Technologies Used
Python notebooks across analytics and ML; typical stack includes pandas, numpy, seaborn/matplotlib, scikit-learn, TensorFlow/Keras (for translation), BeautifulSoup (for scraping).
Notebook Breakdown
- Student Performance Indicator — EDA through model selection; walks the ML lifecycle from problem framing to training and choosing the best model.
- Effect of Government Social Programs on Poverty in Kenya — Descriptive analytics and correlations to understand program impact.
- Effect of Petroleum Prices on Demand in Kenya — Correlation and descriptive analysis of price changes vs demand.

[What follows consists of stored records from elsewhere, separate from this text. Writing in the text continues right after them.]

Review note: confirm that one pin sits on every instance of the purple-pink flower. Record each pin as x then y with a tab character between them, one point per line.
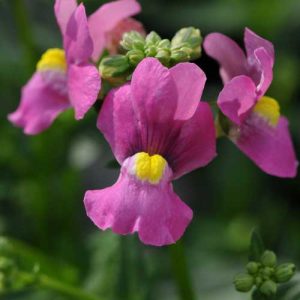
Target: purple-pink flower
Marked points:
257	128
64	78
158	131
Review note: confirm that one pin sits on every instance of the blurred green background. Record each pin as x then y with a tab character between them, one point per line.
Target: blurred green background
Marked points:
43	178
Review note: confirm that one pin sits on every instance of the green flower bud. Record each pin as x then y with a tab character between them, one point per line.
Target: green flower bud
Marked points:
268	259
268	288
152	39
135	56
114	67
131	39
285	272
252	267
243	282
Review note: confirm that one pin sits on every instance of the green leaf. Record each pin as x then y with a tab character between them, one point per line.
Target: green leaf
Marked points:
256	246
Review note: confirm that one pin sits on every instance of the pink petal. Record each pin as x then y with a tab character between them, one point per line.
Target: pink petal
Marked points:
152	210
190	81
118	123
195	145
83	87
77	40
227	53
63	10
237	98
39	106
106	18
154	92
270	148
254	41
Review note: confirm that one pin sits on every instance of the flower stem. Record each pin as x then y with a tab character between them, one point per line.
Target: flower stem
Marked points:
180	271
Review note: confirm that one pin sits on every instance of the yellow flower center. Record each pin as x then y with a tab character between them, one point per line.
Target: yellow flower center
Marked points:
269	109
52	59
149	167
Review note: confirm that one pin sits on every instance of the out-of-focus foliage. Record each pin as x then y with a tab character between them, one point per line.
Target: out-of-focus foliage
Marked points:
43	178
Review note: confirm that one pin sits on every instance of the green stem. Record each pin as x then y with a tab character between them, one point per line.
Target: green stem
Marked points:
180	271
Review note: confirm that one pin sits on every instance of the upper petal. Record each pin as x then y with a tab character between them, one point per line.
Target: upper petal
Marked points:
39	106
106	18
130	205
227	53
237	98
77	40
190	81
270	148
63	10
195	145
118	123
84	84
254	41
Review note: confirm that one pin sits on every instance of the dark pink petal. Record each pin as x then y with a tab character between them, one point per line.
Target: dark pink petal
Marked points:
254	41
195	146
154	93
39	106
63	10
130	205
106	18
237	98
227	53
118	123
270	148
84	84
190	81
77	40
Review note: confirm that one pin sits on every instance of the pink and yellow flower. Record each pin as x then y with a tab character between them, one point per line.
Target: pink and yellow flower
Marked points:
158	131
257	127
64	78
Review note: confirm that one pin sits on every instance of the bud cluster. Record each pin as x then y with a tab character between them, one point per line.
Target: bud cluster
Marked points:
265	275
184	46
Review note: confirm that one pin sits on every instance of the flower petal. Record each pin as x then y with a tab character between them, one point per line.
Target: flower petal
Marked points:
130	205
227	53
118	123
254	41
195	146
77	40
63	10
106	18
270	148
83	87
39	106
190	81
237	98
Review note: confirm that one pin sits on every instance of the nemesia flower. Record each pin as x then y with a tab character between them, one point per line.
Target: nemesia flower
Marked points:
257	127
158	131
109	22
64	78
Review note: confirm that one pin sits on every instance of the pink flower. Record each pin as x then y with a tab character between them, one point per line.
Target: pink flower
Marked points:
109	22
158	131
257	128
64	78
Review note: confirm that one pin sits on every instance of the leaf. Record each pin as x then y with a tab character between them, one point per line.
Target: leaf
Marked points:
256	246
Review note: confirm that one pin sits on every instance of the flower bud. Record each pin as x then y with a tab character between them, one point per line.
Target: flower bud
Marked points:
285	272
114	67
152	39
252	267
243	282
135	56
132	39
268	288
268	259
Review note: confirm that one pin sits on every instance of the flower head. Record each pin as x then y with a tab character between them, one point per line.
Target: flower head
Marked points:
257	127
158	131
64	77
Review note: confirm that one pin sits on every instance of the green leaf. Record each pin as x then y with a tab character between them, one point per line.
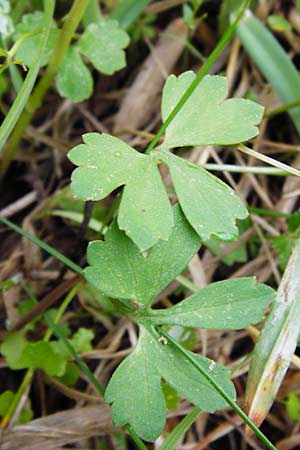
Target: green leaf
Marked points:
71	374
279	23
82	340
230	304
209	205
106	163
6	23
74	80
27	51
135	390
21	354
42	355
292	405
12	347
103	45
205	118
239	254
134	277
171	396
5	400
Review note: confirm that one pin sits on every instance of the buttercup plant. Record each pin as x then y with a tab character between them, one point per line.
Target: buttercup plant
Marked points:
150	243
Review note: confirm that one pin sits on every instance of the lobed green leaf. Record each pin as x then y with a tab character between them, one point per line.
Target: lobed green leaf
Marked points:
209	205
135	277
276	344
106	163
21	354
103	45
206	118
136	394
224	305
34	23
74	80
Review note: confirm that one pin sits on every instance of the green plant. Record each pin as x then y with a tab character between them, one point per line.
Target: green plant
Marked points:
150	243
101	43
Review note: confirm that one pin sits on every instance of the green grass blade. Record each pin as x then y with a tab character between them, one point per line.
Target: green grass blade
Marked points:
127	11
92	13
223	394
272	61
178	432
277	343
56	254
25	91
202	72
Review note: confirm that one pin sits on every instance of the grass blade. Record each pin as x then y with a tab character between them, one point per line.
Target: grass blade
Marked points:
272	61
277	343
89	374
56	254
223	394
127	11
202	72
25	91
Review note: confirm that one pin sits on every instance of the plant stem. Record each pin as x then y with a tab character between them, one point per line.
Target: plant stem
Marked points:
92	13
89	374
202	72
268	160
17	109
56	254
219	389
178	432
246	169
36	98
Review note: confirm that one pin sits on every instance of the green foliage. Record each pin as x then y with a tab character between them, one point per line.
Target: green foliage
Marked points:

- Effect of Taxation on SME Performance — Frequency analysis plus descriptive analytics on taxation effects.
- Fine-Tuning English-Swahili Translation Model — Deep-learning fine-tuning using TensorFlow/Keras and CIFAR-10 style preprocessing.
- Lyrics Finder — Scrapes Genius.com to gather song lyrics (URL collection + HTML parsing).
- English-Kiswahili Translation Notebook — GPU-backed fine-tuning for translation tasks.
- PandemAI — Data cleaning and formatting pipeline preparation.
- Supervised Learning with SVM — Implements and evaluates SVM models.
- Supervised Learning with Random Forests — Attribute selection, training, and evaluation with confusion matrices.
- Customer Churn Prediction — Feature engineering plus multiple classifiers (RF, AdaBoost, SVC, XGBoost) compared via accuracy and reports.
- Causal Inference with Bayesian Networks — Bayesian causal analysis (as listed in the contents).
Getting Started
Each notebook is runnable in Google Colab via the provided links in the repository; prerequisites include Python 3.x plus common data/ML libraries (TensorFlow, Keras, Matplotlib, Seaborn, NumPy, scikit-learn, BeautifulSoup, pandas, etc.).